Bourhis and Lanyon both said such moves were out of their hands upon their graduations from Ohio State in 1966 and 1967, just as were the changes in Brutus' appearance. An Ohio Staters member, Bourhis worked both with them and the athletic council to fund some of the early changes to the look — mainly the early fiberglass model — and name him. In the immediate weeks following his debut, the Athletic Council officially declared Brutus the school's mascot.

Then, Block O took over to fill the shoes of the person behind the head before Brutus became a part of the spirit program. At first, a cheerleader who didn't make the cut to wave pompoms Saturday afternoons became tasked with being the mascot. Today, it's a badge of honor and completely separate entity to be Brutus.

"I think we became forgotten for a long time, but the cool thing is you know the thought that it takes a village to raise a child," Lanyon said. "That whole concept really has applied to Brutus."
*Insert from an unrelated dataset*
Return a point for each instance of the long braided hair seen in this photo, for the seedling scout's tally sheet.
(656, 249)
Brutus at the National Championship Game

The university swooped in by the time Lanyon and Bourhis left Columbus went there separate ways and broke off their engagement, latching on to the idea of Brutus Buckeye the mascot, philanthropist and spirit head.

Lanyon now resides in Tucson, Arizona, where she is an Organizational Development Consultant after earning her masters from the University of Arizona. Bourhis practices law in San Francisco and Santa Barbara, California, using the degree he earned at UC Berkeley.

The two never married, but bore a child of Ohio State for which they never received any formal compensation or credit.

"It was just something (we) did. You do stuff and then it is what it is. We were never compensated for it," Lanyon said. "It just wasn't meant to be, but I think it's better that we didn't."

The two rode in Ohio State's homecoming parade in 2006, a rain-soaked weekend carrying a "Where's Brutus?" theme. Seat cushions, T-shirts and other commemorative trinkets are currently for sale as their "son" turns 50 this football season. Another home date against Minnesota — the team Brutus made his debut against — fittingly sits on the horizon Nov. 7, just over 50 years and a week to the day of his first appearance.

Brutus' imprint is palpable across the state of Ohio and even nationally. He won the 2015 UCA Division I Mascot National Championship mere days after leading the football team and Urban Meyer out of the AT&T Stadium tunnel and cheering the Buckeyes on to victory in the first-ever College Football Playoff. Scholarships are endowed in his name.

Quite a ways from the days of papier-mâché on a lawn outside a sorority house.

"I think after that first football game, I think we realized that this was going to be a mascot," Bourhis said. "It was never going to go away, but I don't think that we realized how big it was going to become."